Однажды Уиллард Холмс, наш заместитель директора, шел на работу и случайно заметил, что один из гранитных блоков на фасаде здания стоит наискосок. Оказалось, что при строительстве здания Бройера были предусмотрены подвесы из нержавеющей стали для крепления каменной навесной стены к зданию. По какой-то причине вместо них была использована оцинкованная сталь, которая начала ржаветь. Если бы Уиллард не заметил этого, здание могло бы рухнуть.
Мы немедленно возвели строительные леса и осмотрели все поближе. Мы узнали, что нам придется заново облицовывать весь музей. Пришлось заново открывать оригинальную каменоломню, чтобы добыть подходящий гранит.
Кризис возобновил дискуссию о расширении компании в новые кварталы.
Все хотели переехать в центр города - все, кроме меня. Я не хотел, и не только потому, что мое сердце, душа и деньги покоились в здании Breuer, но и потому, что я беспокоился о поиске нового электората.
В то же время исследование, проведенное по заказу McKinsey, показало, что нам будет сложно удержать аудиторию в верхней части города. Верхний Ист-Сайд становился все более степенным; в то же время район Митпэкинг, куда мы собирались переехать, начал оживать благодаря возрождению Хай-Лайна. Бутики, которые когда-то располагались на Мэдисон-авеню, уходили на юг, а торговцы произведениями искусства перебирались в Челси. Нам нужно было быть там.
Я знал, что не могу провести остаток своего срока в роли вечного "нет человека". Я пришел на заседание совета директоров и сказал: "Если вы проголосуете за переезд в центр города, я буду голосовать вместе с вами, чтобы мы могли сделать это единогласно. И я не только сделаю первый, но и последний подарок, чтобы убедиться, что у здания достаточно средств для поддержания жизнеспособности". Встреча закончилась объятиями и поцелуями.
Я умею проигрывать, но, как оказалось, я еще и победитель.

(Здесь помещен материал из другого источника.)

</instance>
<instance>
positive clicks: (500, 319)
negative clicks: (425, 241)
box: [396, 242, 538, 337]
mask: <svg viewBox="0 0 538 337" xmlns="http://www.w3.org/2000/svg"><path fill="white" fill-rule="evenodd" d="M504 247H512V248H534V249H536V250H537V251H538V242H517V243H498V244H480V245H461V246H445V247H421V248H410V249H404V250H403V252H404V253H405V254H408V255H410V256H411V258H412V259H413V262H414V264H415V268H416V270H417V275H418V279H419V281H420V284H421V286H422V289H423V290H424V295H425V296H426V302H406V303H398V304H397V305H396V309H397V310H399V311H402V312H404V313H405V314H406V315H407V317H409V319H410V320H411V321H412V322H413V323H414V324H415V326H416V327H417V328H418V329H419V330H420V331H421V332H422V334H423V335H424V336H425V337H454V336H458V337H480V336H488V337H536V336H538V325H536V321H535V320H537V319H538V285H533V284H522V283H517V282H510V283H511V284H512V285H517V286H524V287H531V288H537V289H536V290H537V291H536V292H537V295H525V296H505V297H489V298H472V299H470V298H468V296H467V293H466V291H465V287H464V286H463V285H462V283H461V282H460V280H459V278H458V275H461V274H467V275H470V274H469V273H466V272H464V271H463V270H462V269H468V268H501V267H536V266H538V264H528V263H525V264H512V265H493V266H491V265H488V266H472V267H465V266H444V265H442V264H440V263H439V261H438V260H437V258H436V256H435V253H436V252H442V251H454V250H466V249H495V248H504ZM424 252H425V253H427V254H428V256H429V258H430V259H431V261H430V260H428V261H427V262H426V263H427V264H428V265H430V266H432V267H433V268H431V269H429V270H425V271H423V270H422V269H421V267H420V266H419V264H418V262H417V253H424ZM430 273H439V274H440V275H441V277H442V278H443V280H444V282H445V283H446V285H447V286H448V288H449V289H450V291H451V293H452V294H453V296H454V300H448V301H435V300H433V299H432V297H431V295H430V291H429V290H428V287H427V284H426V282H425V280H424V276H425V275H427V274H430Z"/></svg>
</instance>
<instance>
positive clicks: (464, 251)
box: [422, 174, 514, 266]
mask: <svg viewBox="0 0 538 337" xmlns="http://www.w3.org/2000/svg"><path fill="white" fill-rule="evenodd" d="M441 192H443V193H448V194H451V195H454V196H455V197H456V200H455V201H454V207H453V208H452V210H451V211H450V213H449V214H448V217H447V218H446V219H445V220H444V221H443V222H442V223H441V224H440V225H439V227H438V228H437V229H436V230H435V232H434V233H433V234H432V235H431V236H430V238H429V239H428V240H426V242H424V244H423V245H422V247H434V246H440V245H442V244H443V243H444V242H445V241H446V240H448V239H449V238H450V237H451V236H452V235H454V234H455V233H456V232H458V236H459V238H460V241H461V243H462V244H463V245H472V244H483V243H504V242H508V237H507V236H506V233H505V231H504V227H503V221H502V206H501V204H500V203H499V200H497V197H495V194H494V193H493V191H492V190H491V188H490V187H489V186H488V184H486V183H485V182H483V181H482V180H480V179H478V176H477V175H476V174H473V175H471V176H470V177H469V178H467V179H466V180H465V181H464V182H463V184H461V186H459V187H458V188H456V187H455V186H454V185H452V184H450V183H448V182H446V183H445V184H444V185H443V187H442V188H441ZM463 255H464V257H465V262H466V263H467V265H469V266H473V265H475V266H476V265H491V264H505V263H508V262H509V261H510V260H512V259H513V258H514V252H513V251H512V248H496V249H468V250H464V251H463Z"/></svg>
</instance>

Мой дар стал одним из самых крупных пожертвований за всю историю Уитни. Но еще лучше то, что этот дар стал первым, который побудил других попечителей Уитни сделать щедрые пожертвования на проект в центре города.
Новое место показало нам, что у нас есть возможность создать "новый музей в новом городе" - "новый город", включающий центр Манхэттена, где было жарко, жарко, жарко, Бруклин, Квинс и Нью-Джерси, расположенные рядом или соединенные общественным транспортом. С тех пор я советую не ограничиваться теми программами, которые мы делали в центре города, а быть достаточно смелыми, чтобы соответствовать нашему новому дому и району.
Посещаемость была просто потрясающей.
Наш новый дом на Гансворт-стрит, 99, спроектированный Ренцо Пьяно, открылся 1 мая 2015 года. К моему удивлению - и я не скромничаю - Уитни оказал мне честь, назвав его зданием Леонарда А. Лаудера. Такой чести я не ждал. На самом деле я хотел, чтобы кто-то пожертвовал 100 миллионов долларов в фонд в обмен на право присвоения имени. Меня всегда больше интересовало долголетие институций, чем слава моего имени на здании.
Я глубоко тронут этой честью, но слава преходяща. Обеспечение того, чтобы любимый и ценный институт продолжал существовать - и продолжал быть актуальным, - вот что действительно важно.
Что приводит меня к обещанной передаче в дар моей коллекции кубизма.
ПРЕОБРАЗОВАНИЕ МЕТА
Как я уже упоминал ранее (в главе 17), я всегда собирал коллекции с намерением передать их в музеи. Я всегда был заинтересован в сохранении, а не в обладании; в том, чтобы делиться искусством, которое мне посчастливилось накопить, а не накапливать его для личного удовольствия.
Я хотел отдать свою коллекцию кубизма в крупный музей. На то, чтобы решить, какому именно, ушло три года. В процессе я все больше уточнял свои критерии: это не могло быть мгновенным решением.
Для меня были важны следующие моменты: музей, с которым у меня сложились личные или долгосрочные отношения; место, с которым у меня есть связь; крупное учреждение, обладающее несомненной финансовой надежностью и ответственностью совета директоров. Самое главное, я не хотел просто найти дом для коллекции. Я хотел найти музей, который мог бы преобразиться благодаря пополнению этой коллекции.
Когда пришло время, я обратился в музеи, чтобы узнать, что они собираются делать с коллекцией. Я не хотел начинать войну на торгах; я просто хотел услышать, что они скажут. Я решил, что не буду выдвигать требований: "Вот мои требования". Вместо этого я попрошу сделать предложения: "Зная свою коллекцию, я хотел бы услышать, что вы собираетесь с ней делать". Задавать вопросы и слушать, как реагируют музеи, было ключевым моментом. Это многое показало мне о том, как функционируют эти учреждения.